# Using Low Cost Holidays .ie



## asdfg (11 Apr 2011)

Anyone ever use  to book a holiday - Flights and accomadation


----------



## bmcintyre (21 Apr 2011)

Hi, my Dad used it to book the accommodation only for our wedding in Spain and got 9 nights for €240 when it would have cost ~€400 through the standard booking websites.

You have to pay upfront though and cancellations...well, I'm not sure but I imagine it's a little bit more problematic. But I have used it myself going over last April and there were no problems.


----------



## wbbs (21 Apr 2011)

Just back from hols with them, have to admit there was a bit of hassle but it all worked out fortunately.   Would be careful about using them again and would know what to look out for.

Main problem was luggage, when booking the site said it was including an amount for luggage and also for resort transfers, however when emails arrived with itinerary there was neither despite I having paid for both.    Flights turned out to be with Ryanair which was not obvious from the booking so you can imagine I wanted the luggage thing sorted.   Rang their call centre twice, clearly in India, was simply told I did not pay for luggage or transfers, when I said I did and it was on all their bookings I was asked if I had taken a screen shot of that page which naturally I had not and was basically told then tough luck.   I was not happy with this and got an email for their complaints dept, sent off several without getting any reply, found them on facebook where they could be contacted on another email, sent one to them explaining. 

Anyway to cut long story short eventually 3 days before travelling got confirmation from them that they had made a mistake and were now including the luggage, however said transfers were not paid for, at this stage I didn't care about the transfers, they cost 40 odd, then they told me they had miscalculated the exchange rate on the stg and they owed me back 40 odd, they never seemed to make the connection that this was clearly something to do with the transfers I paid for.   The money was recredited to my credit card.

We were very nervous that the hotel booking would not exist when we got there as there are lots of tales of woe on their facebook page, anyway it was and it was fine, as advertised.

I might use them again but I would be very careful and would deffo take a screen shot of what I was paying for.


----------



## Sue Ellen (21 Apr 2011)

wbbs said:


> I might use them again


----------



## wbbs (21 Apr 2011)

It was a really good price though, thats why I might chance it again.


----------



## dozy doctor (17 Jan 2013)

We used lowcostholidays.ie loads of times and can not rate them enough...

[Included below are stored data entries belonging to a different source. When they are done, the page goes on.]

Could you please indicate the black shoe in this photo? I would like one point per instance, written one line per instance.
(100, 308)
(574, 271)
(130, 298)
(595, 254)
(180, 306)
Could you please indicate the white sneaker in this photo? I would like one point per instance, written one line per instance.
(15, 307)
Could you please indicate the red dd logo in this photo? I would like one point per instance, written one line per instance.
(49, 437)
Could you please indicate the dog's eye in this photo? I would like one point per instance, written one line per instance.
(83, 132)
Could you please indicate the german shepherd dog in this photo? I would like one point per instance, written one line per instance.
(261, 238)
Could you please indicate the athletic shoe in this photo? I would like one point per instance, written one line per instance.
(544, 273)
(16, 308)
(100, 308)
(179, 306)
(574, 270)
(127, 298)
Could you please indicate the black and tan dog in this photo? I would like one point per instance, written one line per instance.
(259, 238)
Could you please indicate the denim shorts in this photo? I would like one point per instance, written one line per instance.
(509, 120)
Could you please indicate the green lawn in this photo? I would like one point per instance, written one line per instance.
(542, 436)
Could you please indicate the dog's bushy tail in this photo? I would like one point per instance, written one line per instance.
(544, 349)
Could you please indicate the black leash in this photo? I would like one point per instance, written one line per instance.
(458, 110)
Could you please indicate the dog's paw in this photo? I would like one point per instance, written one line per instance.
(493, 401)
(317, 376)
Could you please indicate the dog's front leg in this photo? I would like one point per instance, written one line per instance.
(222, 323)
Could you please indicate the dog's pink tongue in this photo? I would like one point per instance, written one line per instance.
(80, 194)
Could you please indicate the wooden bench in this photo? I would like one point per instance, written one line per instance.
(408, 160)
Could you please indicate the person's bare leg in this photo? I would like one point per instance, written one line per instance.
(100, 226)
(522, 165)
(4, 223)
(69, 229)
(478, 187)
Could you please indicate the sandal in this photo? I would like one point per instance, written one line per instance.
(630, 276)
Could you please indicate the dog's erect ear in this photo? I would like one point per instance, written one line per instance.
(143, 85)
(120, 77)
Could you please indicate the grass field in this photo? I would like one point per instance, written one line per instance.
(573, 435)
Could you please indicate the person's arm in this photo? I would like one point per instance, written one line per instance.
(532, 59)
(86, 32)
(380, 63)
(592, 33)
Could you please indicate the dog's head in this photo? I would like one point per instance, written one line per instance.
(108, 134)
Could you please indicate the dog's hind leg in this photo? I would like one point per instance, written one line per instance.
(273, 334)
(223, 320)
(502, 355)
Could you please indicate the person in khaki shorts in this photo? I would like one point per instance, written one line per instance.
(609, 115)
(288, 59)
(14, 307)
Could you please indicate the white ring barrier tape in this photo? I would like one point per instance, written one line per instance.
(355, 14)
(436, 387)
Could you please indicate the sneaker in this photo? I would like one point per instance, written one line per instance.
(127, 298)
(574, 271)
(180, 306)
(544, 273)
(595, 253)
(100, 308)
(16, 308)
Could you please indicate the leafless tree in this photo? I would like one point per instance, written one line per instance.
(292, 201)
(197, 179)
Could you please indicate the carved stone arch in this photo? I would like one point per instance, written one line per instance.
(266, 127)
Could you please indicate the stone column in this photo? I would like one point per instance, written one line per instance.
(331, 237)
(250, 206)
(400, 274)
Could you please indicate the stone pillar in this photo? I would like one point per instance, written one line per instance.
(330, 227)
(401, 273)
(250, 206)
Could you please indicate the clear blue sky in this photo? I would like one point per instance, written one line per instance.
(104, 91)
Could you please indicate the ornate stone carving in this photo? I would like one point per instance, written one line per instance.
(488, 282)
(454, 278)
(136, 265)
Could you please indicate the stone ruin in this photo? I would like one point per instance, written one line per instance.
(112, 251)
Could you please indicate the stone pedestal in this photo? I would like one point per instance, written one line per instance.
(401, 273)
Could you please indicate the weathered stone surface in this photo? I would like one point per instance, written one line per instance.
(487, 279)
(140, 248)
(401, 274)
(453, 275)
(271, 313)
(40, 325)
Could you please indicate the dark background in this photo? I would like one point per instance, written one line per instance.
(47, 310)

Please see a code below for use at Lowcostholidays.ie

€25 Off Bookings at Lowcostholidays.ie
Use Code : PC-DESERVE-IT
Expires : 21st January 2013
T&C: Minimum hotel spend of €450. Travel between 15th January 2013  through until 31st December 2013. Not to be used in conjunction with any  other offer. To be redeemed only once per booking and only online at  lowcostholidays.ie.


----------



## monagt (17 Jan 2013)

Dozy Doctor are you 





> lowcostholidays.ie l


???


----------



## dozy doctor (18 Jan 2013)

monagt said:


> Dozy Doctor are you ???



No thanks, sales ain't my game.... Just thought that the members may be interested in a deal that i had put up on boards as it was suggested to me on boards about this thread.... 

I have nothing to do with lowcostholidays, but have only had great experiences with them in the past....

If my comments aren't welcome i will go where they are...


----------



## STEINER (18 Jan 2013)

I used them for my last holiday abroad in 2011.  2 months before going I changed hotels as there were bad reports coming out about the hotel.  Everything was fine with the flights, airport transfers, hotel etc


----------



## sue_flaherty (30 Mar 2013)

my parents used them as booked a holiday using an offer from one of those web voucher sites. easy to book with all steps clearly explained and they had no problems


----------



## darylf (12 Jun 2013)

hi i am just wondering did anyone else have a problem with lowcostholidays booking i havent yet recieved email verification but have a reference number. i rang them up and what was said is that the flights have failed and the aviation team are working on it and should be resolved soon anyone have this problem and how did it end up for you. thanks in advance


----------



## seantheman (25 Jul 2013)

The Sept 3rd ex knock for €177 seems good value for those who dont have kids going back to school. I know accomodation will be fairly basic but it's a decent getaway.


----------